Column values getting corrupted when subsetting

Question

I am having a problem with subsetting. When I subset my data set, several columns in the resulting subset are filled with 0's and the variable class for these columns has changed to unknown. This happens consistently with certain subsets. The columns affected vary between affected subsets

I don't understand why this is happening. All I am doing is a simple subset command. Why is R losing 4 whole columns of numerical data and replacing it with nonsense.

The offending piece of code is this simple command here:

table.al = subset(bamboo_compounds,bamboo_compounds$CClass=="aldehyde")

The original data set looks like this:

Screenshot

The resulting subset looks like this:

Screenshot

Those four columns should be filled with numerical data.

I have literally done nothing other than load in a .csv file and then make a subset of that data. Please, can someone give me some idea of might be causing this and how I can avoid it?
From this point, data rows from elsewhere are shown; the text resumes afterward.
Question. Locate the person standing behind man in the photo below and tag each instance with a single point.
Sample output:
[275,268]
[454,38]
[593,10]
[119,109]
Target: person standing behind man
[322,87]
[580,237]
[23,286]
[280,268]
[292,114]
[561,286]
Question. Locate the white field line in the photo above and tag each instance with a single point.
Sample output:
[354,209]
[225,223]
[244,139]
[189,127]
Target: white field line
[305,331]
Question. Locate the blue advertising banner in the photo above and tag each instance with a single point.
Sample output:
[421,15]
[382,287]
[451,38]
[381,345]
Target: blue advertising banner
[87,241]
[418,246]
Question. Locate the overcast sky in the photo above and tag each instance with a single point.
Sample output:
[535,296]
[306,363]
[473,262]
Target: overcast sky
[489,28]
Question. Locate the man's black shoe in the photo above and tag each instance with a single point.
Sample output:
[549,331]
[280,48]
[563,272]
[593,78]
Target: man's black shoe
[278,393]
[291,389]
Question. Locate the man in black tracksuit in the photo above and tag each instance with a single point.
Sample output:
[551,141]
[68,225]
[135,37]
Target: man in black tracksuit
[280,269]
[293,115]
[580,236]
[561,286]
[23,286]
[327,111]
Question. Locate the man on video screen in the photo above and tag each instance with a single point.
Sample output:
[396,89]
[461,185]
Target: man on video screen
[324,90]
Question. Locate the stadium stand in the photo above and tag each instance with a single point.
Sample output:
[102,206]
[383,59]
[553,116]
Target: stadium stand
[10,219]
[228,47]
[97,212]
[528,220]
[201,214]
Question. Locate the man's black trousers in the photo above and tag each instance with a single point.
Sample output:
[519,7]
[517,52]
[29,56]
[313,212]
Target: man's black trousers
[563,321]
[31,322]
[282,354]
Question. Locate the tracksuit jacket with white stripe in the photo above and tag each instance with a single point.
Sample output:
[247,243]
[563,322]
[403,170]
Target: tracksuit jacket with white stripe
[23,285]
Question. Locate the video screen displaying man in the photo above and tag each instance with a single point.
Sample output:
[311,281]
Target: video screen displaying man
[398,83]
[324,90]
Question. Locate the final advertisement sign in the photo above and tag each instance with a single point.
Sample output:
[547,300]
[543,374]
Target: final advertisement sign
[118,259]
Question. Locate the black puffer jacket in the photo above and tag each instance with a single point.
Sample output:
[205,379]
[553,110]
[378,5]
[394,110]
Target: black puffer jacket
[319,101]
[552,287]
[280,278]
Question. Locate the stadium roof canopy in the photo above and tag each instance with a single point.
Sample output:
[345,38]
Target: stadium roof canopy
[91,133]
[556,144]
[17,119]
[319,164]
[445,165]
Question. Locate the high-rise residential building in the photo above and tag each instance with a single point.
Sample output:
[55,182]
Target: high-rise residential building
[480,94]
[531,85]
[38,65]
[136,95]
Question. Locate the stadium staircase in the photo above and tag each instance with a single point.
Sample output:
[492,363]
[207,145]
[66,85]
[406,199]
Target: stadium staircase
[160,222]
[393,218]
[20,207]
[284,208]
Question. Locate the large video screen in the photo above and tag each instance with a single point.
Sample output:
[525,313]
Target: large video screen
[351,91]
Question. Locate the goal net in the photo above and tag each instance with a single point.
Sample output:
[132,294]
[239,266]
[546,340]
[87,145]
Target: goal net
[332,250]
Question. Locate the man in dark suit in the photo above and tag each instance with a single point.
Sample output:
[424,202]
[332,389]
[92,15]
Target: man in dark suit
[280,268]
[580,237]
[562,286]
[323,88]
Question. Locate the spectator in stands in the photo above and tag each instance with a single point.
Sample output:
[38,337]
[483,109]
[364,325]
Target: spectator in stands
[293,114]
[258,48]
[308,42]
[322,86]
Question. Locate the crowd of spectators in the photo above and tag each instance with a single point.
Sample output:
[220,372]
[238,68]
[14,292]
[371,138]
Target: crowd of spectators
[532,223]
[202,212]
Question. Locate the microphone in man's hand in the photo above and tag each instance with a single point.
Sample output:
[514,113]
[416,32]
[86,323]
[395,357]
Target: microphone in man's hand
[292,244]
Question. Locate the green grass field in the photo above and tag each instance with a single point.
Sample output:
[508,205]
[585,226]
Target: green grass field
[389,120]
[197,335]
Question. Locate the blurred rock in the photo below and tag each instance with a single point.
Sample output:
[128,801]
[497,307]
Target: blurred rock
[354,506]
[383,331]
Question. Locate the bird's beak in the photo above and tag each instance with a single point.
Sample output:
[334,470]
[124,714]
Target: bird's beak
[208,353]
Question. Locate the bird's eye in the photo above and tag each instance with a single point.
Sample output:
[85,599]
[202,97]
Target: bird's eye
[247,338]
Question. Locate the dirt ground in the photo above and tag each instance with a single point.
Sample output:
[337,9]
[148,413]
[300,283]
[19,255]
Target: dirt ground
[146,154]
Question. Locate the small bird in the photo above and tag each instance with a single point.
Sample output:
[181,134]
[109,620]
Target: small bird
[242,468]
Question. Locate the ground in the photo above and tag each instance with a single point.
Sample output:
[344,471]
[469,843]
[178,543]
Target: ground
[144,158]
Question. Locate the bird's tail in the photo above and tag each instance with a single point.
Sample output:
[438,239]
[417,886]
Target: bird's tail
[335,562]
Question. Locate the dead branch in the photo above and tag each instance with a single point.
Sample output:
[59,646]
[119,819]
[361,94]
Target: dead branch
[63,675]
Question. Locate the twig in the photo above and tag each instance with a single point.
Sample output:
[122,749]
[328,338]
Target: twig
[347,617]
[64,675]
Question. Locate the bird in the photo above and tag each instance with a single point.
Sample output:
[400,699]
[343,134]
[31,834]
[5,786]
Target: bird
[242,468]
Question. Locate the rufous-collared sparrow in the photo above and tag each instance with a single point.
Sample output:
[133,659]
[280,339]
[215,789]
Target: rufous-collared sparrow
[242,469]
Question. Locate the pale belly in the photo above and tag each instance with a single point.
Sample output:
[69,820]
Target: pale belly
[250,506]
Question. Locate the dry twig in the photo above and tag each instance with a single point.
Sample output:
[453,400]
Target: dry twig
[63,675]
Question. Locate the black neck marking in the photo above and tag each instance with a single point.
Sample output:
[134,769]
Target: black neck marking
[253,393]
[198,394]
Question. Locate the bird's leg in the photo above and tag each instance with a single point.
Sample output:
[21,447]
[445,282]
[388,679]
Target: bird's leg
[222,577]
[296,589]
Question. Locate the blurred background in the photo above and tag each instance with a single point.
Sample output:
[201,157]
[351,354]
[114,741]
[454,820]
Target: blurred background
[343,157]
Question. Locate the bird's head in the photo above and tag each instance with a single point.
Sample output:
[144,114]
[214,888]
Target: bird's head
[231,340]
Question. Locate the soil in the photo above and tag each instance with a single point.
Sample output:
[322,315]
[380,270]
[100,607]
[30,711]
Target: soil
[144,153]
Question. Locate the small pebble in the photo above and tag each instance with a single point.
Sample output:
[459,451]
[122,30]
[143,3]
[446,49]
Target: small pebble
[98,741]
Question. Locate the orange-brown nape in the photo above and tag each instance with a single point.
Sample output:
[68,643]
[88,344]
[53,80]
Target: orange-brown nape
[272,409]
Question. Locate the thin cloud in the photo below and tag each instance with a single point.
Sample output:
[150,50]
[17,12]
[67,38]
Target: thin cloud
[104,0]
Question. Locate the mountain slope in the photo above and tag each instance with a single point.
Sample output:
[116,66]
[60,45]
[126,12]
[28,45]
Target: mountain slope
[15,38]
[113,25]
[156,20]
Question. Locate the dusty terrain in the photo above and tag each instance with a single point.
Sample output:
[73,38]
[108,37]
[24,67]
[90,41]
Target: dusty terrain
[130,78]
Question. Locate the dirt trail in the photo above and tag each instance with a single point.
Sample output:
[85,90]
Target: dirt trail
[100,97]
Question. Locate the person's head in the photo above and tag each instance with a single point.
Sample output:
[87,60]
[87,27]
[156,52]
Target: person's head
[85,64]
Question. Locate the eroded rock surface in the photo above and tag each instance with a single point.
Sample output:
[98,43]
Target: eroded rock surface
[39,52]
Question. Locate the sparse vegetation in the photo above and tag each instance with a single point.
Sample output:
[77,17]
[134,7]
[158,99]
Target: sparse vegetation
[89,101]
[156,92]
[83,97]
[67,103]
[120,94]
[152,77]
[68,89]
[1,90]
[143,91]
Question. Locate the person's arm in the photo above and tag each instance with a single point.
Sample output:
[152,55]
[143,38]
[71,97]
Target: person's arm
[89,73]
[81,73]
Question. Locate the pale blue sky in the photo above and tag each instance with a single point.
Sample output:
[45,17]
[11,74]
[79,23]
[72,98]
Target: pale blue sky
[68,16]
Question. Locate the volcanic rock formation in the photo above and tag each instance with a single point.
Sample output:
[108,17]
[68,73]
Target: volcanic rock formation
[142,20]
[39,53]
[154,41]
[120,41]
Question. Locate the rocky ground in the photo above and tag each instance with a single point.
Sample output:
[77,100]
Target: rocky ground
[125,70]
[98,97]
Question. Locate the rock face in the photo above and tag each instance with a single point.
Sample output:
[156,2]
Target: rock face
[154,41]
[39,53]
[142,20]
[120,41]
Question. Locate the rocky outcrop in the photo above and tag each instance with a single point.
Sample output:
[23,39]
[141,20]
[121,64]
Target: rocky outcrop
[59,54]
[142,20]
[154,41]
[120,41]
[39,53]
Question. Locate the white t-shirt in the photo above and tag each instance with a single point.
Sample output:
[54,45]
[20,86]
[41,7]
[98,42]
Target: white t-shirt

When asking for help, please provide a [reproducible example](http://stackoverflow.com/questions/5963269/how-to-make-a-great-r-reproducible-example). Pictures of data are not helpful. Also, no need to use `$` with subset: `subset(bamboo_compounds, CClass=="aldehyde")` — MrFlick, Dec 14 '16 at 19:48

score 1 · Answer 1 · answered Dec 15 '16 at 13:25

Are you sure your data have actually been corrupted? The only line we can see in the top view (of the entire data set) that's included in the subset is row 15: that reads

unknown aldehyde,aldehyde,yes,NA,0.00000,0.00000,0.00000,...

What appears in the lower view is

unknown aldehyde,aldehyde,yes,NA,0.00000,0.00000,0,0,...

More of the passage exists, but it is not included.